Re: Why equal(x[n], x[n..n])=0 ?
- Posted by Jason Gade <jaygade at yaho?.?om> Sep 24, 2007
- 711 views
Fernando Bauer wrote: > > Hi Derek! Thanks for your reply. > > Derek Parnell wrote: > > > > Fernando Bauer wrote: > > > > > > Hi All, > > > > > > I was debugging a function when I noticed that a slice with equal indexes > > > is > > > different from an access with one index. x[n] is different from x[n..n] > > > where > > > n is a valid index. > > > According to the manual, a slice always result in a sequence (also when > > > x[n] > > > is an atom).

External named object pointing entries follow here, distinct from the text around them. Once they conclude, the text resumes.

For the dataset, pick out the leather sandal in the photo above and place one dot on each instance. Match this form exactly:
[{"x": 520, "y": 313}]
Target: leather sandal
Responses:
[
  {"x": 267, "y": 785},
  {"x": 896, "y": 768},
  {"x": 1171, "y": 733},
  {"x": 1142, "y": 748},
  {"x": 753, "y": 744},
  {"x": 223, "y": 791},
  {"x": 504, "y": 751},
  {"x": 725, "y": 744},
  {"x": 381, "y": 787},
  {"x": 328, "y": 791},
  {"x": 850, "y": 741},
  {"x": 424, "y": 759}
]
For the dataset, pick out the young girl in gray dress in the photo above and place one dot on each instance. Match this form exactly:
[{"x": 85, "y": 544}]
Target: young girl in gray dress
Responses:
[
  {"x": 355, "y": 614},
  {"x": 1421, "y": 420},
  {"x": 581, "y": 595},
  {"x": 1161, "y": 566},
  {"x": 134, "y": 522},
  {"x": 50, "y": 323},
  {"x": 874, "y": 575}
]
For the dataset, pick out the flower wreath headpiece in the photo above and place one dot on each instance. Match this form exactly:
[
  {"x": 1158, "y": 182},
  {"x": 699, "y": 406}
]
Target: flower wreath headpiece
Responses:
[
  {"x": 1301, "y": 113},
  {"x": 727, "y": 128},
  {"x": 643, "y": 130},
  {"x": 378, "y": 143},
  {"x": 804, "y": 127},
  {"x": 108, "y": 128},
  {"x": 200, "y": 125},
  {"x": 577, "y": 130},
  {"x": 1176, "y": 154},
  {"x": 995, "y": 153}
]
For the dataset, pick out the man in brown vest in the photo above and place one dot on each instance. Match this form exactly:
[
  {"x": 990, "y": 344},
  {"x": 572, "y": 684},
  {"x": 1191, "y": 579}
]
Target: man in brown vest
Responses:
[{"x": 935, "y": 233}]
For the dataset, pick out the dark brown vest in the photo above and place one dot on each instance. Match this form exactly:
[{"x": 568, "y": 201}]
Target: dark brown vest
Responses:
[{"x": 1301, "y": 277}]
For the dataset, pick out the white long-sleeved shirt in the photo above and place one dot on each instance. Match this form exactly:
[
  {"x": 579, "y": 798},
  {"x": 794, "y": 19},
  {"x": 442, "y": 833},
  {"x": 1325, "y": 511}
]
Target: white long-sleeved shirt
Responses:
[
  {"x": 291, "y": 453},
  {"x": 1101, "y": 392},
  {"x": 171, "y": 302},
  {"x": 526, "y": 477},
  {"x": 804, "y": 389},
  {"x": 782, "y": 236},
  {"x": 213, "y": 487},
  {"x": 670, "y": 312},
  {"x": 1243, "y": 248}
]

But, in particular, when we have something like x[n..n], the > > > result > > > is x[n] with the its depth incremented by 1. In other words, the structure > > > of > > > the element depends on the access form (subscription or slicing). For me, > > > this > > > is a surprising fact. > > > This kind of implementation affects some algorithms, because we have to > > > test > > > when the indexes are equal in order to not use slice. > > > So, why equal(x[n], x[n..n])=0 ? > > > > Because the syntax [n..m] is a slice which is a sequence - always. And the > > syntax > > [n] is a element reference whose value depends in what is at location 'n'. > > Specifically, > > the syntax [n..n] is a sequence which has a length of one. > > > > Given the sequence (string) s = "qwerty", then s[3..3] is the string "e" and > > s[3] is the character 'e'. And characters are not strings. > > > > Another way to look at is this ... > > > > s[3 .. 4] is "er" > > s[3 .. 3] is "e" > Ok. But why s[3..3] is not 'e'? Why the original 'e' is transformed in "e" ? > > > s[3 .. 2] is "" > > > > so making s[3..3] ("e") mean the same as s[3] ('e') is inconsistent. > Why do you think this is inconsistent? I could think the opposite. Why does > the slice s[3..3] change the type of s[3]? I thought that it was already adequately explained, but let me try again. s[3..3] is *not* the same as s[3]. s[3] is an element of a sequence, which may be a sequence or an atom. s[3..3] is a sequence with the elements from index 3 to index 3 (which happen to be the same index). A slice is *always* a sequence. See http://www.rapideuphoria.com/refman_2.htm#1 section 2.2.6. With your idea, how would s[3..2] work? What is it supposed to return? Currently it returns the empty sequence. -- A complex system that works is invariably found to have evolved from a simple system that works. --John Gall's 15th law of Systemantics. "Premature optimization is the root of all evil in programming." --C.A.R. Hoare j.